By Kylie Madry and Valentine Hilaire
MEXICO CITY, June 2 – Media outlets and the ruling party declared Claudia Sheinbaum the winner of Mexico’s presidential election after polls closed on Sunday, putting her on course to be the country’s first woman president.
Television outlet NMAS and newspaper El Financiero both said their polls showed Sheinbaum winning, though they did not give figures.
The head of the ruling MORENA party Mario Delgado told supporters in Mexico City that Sheinbaum had won by a “very large” margin.
Mexico’s largest-ever elections have also been the most violent in modern history, with the killing of 38 candidates. The deadly violence has stoked concerns about the threat of warring drug cartels to democracy. On Sunday, two people were killed at polling stations in Puebla state.
Sheinbaum, who has convincingly led in opinion polls over her main competitor Xochitl Galvez, will be tasked with confronting organized crime violence. More people have been killed during the mandate of outgoing President Andres Manuel Lopez Obrador than during any other administration in Mexico’s modern history, although the homicide rate has come down over his term.
A victory for Sheinbaum would represent a major step for Mexico, a country known for its macho culture. The winner is set to begin a six-year term on Oct. 1.
Who is Claudia Sheinbaum?
Claudia Sheinbaum Pardo was born in Mexico City on 24 June 1962; She is the second daughter of a family of scientists, her father the chemist Carlos Sheinbaum Yoselevitz and her mother the biologist Annie Pardo Cemo; both were involved in the Mexican student movement in 1968.
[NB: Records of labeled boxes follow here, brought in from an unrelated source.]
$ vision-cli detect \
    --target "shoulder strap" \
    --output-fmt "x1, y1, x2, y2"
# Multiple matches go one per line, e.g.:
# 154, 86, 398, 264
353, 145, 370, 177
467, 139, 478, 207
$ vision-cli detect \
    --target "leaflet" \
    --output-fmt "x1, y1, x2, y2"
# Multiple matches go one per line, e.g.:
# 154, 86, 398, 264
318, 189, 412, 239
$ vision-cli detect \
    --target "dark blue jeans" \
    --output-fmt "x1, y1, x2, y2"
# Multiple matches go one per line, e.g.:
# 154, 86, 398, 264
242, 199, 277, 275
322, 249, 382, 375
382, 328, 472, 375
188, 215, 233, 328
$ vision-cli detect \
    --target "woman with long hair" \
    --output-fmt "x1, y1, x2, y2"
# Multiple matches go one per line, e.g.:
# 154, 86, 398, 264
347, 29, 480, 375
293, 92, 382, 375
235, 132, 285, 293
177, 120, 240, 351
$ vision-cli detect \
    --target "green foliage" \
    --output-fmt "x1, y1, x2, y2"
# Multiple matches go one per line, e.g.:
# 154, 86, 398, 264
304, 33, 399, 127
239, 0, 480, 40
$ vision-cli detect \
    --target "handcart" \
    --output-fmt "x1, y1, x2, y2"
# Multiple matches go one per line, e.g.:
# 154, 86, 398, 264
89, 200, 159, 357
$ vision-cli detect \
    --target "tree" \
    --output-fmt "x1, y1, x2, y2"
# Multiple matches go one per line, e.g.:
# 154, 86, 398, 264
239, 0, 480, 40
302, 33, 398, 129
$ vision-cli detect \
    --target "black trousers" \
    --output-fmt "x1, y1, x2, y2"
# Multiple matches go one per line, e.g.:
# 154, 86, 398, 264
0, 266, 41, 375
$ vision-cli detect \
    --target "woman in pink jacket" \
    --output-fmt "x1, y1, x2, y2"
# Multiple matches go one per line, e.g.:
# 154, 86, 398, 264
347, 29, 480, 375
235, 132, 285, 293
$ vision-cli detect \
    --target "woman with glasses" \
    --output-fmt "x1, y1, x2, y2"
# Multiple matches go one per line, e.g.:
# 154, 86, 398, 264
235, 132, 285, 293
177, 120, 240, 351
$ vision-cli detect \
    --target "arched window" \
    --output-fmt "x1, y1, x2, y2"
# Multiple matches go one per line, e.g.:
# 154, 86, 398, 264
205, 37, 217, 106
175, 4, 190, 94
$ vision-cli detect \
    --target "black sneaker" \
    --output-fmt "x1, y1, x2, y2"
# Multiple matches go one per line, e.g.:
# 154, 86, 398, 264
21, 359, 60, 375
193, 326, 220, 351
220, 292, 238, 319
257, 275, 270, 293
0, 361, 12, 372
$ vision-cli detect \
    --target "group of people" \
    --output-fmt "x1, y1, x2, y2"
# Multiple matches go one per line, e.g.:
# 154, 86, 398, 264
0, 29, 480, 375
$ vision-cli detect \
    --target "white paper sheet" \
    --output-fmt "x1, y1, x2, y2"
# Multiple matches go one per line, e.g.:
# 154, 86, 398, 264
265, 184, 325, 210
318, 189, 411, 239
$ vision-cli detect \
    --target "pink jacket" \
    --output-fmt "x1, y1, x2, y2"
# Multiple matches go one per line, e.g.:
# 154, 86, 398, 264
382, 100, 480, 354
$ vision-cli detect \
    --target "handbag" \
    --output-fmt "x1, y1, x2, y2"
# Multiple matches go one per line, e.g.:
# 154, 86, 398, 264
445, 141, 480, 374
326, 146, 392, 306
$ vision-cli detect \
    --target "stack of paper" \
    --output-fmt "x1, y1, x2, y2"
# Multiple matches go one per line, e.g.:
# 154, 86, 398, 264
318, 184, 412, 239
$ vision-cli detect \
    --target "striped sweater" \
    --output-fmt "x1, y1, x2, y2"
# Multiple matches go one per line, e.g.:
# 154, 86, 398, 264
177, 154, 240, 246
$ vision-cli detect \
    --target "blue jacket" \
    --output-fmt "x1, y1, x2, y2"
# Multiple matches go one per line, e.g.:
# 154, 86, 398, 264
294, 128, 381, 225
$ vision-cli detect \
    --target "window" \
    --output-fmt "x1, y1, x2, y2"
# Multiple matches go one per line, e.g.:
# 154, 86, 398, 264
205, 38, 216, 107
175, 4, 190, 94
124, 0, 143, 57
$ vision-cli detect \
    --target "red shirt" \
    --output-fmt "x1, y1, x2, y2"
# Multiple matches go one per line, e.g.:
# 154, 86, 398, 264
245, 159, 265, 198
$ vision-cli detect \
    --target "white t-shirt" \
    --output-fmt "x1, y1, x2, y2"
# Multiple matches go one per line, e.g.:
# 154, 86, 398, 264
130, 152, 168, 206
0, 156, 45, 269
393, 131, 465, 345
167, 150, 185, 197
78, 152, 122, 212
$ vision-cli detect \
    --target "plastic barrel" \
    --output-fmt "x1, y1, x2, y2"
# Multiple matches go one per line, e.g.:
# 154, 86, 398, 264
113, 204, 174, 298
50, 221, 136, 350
In 1995, Sheinbaum moved in California for four years on a UNAM scholarship to pursue a doctorate at the Lawrence Berkeley Laboratory. That same year she joined the academic staff of the Engineering Institute of the institution. Other qualifications and jobs include:
- graduate of the Advanced Studies Program in Sustainable Development and Environment.
- graduated from the Advanced Studies Program in Sustainable Development at El Colegio de México.
- a member of the National System of Researchers.
- a member of the Mexican Academy of Sciences.
- she was an advisor to the National Commission for Energy Saving.
- she was an advisor to the Economic Studies Management of the Federal Electricity Commission (CFE).
- she was part of the UN Intergovernmental Group of Experts on Climate Change in 2007
- Early life
- According to Wikipedia Sheinbaum Pardo was born to a secular Jewish family in Mexico City Her paternal Ashkenazi grandparents emigrated from Lithuania to Mexico City in the 1920s, while her maternal Sephardic grandparents emigrated there from Plovdiv, Bulgaria, in the early 1940s to escape the Holocaust. She celebrated all the Jewish holidays at her grandparents’ homes.